No, I'm Greener Than You Are . . .
On behalf of TRP, I recently attended a function sponsored by our Chicago retail-warehouse partner, The Delta Institute. The main speaker was green business guru Joel Makower, author of the new book, Strategies for the Green Economy. He spoke on the emerging green economy, where nearly every business and product claims to be green, greener, or the greenest, and asked the question, “How green is green enough?” I was reminded of this story: A guy wanted to open a dry-cleaning store on a certain block in Chicago. There were already two other dry cleaners on the block, both claiming to be the best. The cleaners on one corner advertised itself as the best dry cleaner in the City of Chicago, The cleaners on the other corner claimed to be the best in the entire Midwest. So the new entrepreneur, situated between the two, advertised himself as “the best dry cleaner on the block.”

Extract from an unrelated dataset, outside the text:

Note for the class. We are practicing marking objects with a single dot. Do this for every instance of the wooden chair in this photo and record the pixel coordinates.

A 2009 study, “The Seven Sins of Greenwashing,” by Canadian research firm TerraChoice reports these incredible findings: of some 2,219 North American retail products making environmental claims, over 98 percent committed one of seven “sins.” The sin of no proof, the sin of vagueness, the sin of fibbing, the sin of hidden tradeoff, the sin of worshiping false labels, the sin of irrelevance, or the sin of the lesser of two evils.
The cavalry may be on the way to save the day -- for the poor confused consumer and for green business in general. It comes from my hometown of Northbrook, Illinois, which is also the home of Underwriters Laboratories. UL sets standards for safety worldwide. They have just launched a new subsidiary called UL Environmental, whose purpose is to work with manufacturers to test, validate and certify environmentally sustainable projects and help the public make sense of the “green” claims that are everywhere in the marketplace.
UL Environment initially plans to focus on building materials and consumer goods, in part by verifying environmental claims about energy, water use and recycled content. Eventually UL Environment might investigate entire company operations. If a company makes a green product, but pollutes a nearby river or the air, UL Environment could decide that the product failed to meet its standards. Devising standards and getting them to be widely accepted is a long and difficult procedure that requires value judgments. Which brings us back to Joel Makower who asks, “How green is green enough?”
We in the deconstruction business are always asking ourselves, “How can we get more reuseable building products out of the houses we deconstruct?” We do pretty well now, reusing or recycling 75 to 90 percent of most houses. But how good is good enough? And how green is green enough?